Jarir (5) did not stop satirizing blacks. Jarir enraged another black poet, Sunaih bin Rabah,

when he criticized the people of al-Akhtal Bani Taghlib (1):

Don’t seek Khu’ula (6) in Taghlib

For al-Zanj’s Khu’ula is nobler than them.

Sunaih (16) responded angrily:

 

What is the matter with Kulaib’s dog (7) to insult us?

He [Jarir] is not equal to Hijab and Iqal. (8)

If someone makes Maragha (9) and her son [Jarir],

Equal to al-Farazdaq (8), he is unjust, and wrong.

And al-Zanj, when in the battlefield,

You see them as noble heroes

Ask Ibn Amr (4), when he faced their spears, (2)

Did he not see the Zanj’s spears to be long?

They killed Ziyad’s son (4), then

They dismounted their horses to fight.

Their horses are tied up in their courtyards,

While sheep and lambs are tied around you.

Bin Nudbah (10), among your warriors, was of our sons,

So was al-Khufaf (10), the burden bearer.

And the sons of Zabiba: Antarah and Harasa, (11)

Their examples have none among you (your people).

Ask Ibn Jayfar (15), when he invaded our homeland,

How vicious were they [Zanj] in defending their land?

And Sulayk (13), the ferocious lion, when he attacks

And Abbas (14), the master, they all outshine you.

And Ibn Khazim ibn Ajla (12), are among them [al-Zanj];

He surpassed all tribes in courage and honesty.

They were all sons of noble women,

Like lions raising their lion cubs.

If our Khu’ula is nobler than Kulaib,

Then you are viler than them,

And the sons of al-Hubab are lancers and nourishers

In winter, when the wind of the North blows. (3)


Note: another version of this poem is also found on my webpage of Al-Jahiz (776-869): Al-Fakhar al-Sudan min al-Abyadh (the prides of blacks over the whites).

(1) The tribe of al-Akhgal.

(2) Literally, “when he desired their lances.”

(3) A reference to the common statement that, in the life of the Bedouin, generosity is most appreciated when the weather is cold.

(4) By Ibn ‘Amr, the poet means Ziyad b. ‘Amr; Hafs bin Ziyad bin Amr al-Ataki (in charge of al-Hajjaj police) and decimated his army, (al-Hajjaj= governor of the eastern provinces of the Islamic empire).

See also my webpage Ibn al Athir 1231. (it was Ziyad who finally won the war against Sir az Zangi = The Lion of the Zanj).

(5) Jarir: Garir b.

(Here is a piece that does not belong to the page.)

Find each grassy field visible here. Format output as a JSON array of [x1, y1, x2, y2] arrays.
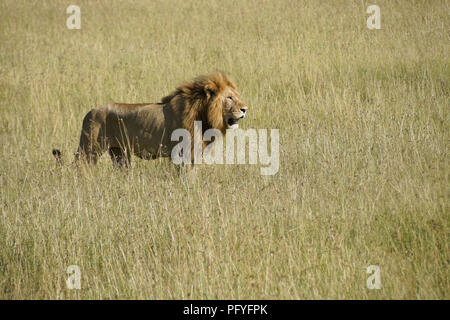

Al-Hatafa (or Atiya) (d728): Arabian poet, contemporary and opponent of Al 'Akhtal.

(6) Maternal uncle relationship.

(7) Kulaib is an Arab tribe, but also a diminutive form of the word “Kalb” (a dog). Kulayb tribe: to which belonged the poet Jarir ibn Atiyya. The Kulayb tribe was also part of the Tamim tribe to which Farazdaq belonged.

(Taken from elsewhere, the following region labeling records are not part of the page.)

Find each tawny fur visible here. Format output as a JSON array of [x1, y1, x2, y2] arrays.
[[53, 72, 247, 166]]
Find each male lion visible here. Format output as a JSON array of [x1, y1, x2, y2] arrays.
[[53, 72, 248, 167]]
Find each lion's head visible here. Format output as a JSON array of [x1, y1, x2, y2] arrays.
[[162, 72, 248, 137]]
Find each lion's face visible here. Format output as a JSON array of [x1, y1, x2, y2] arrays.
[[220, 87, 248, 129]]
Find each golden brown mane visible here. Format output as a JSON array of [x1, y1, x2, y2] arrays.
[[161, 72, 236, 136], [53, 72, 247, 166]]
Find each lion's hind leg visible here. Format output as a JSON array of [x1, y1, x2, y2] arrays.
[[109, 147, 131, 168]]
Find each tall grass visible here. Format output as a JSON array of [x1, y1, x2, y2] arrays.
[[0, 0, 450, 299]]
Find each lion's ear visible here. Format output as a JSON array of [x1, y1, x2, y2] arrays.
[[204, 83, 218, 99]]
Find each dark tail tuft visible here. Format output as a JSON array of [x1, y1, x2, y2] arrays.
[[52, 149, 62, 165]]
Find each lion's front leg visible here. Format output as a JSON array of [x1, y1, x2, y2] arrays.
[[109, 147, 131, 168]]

(8) Al-Farazdaq’s noble forefathers. Farazdaq: Arab poet; (641-730). See also on him my webpages: Al-Jahiz 869; Ibn Abd Rabbih 940; Abd al-Karim ibn M. al Samani  1172; Ibn al Jawzi 1200.

Farazdaq made a Zanj women pregnant, and she bore him a daughter Vsmaha Makiya, he was nicknamed after her, and he said: I am Abu Makiya. …………. Farazdaq said of the Zanj women:  Lord; the movement of the daughters of Zinj glares very enlightened.

(9) Name of Jarir’s mother.

(10) Khufaf bin Nudbah (= Black Poet) from Bani Sulaym =Arab tribe.

(11) Banu Zabiba: the offspring of Zabiba who is the Black mother of Antar and Harasa. See my webpage: Asmaee: Sirat Antar ibn Shaddad; (The Romance of Antar) (around 800).

(12) Ibn Ajla he means ‘Abd Allah b. Khazim as-Sulam, a black champion whose mother was black.

(13) al-Sulayk bin Salaka poet from among the “Aghrabat ­al-Arab” (Arab crows).

(14) Abbas bin Merdas: Black Poet.

(15) Al-Jahiz (776-869) in his Al-Fakhar al-Sudan min al-Abyadh (see my webpage) has the following to say about him: As for Ibn Gaifar, it is an-Nu' man b. Gaifar b. 'Ubad b. Gaifar b. Al  Julanda (or Gulanda); they had made an incursion in Zang territory: The Zang killed them and plundered the camp.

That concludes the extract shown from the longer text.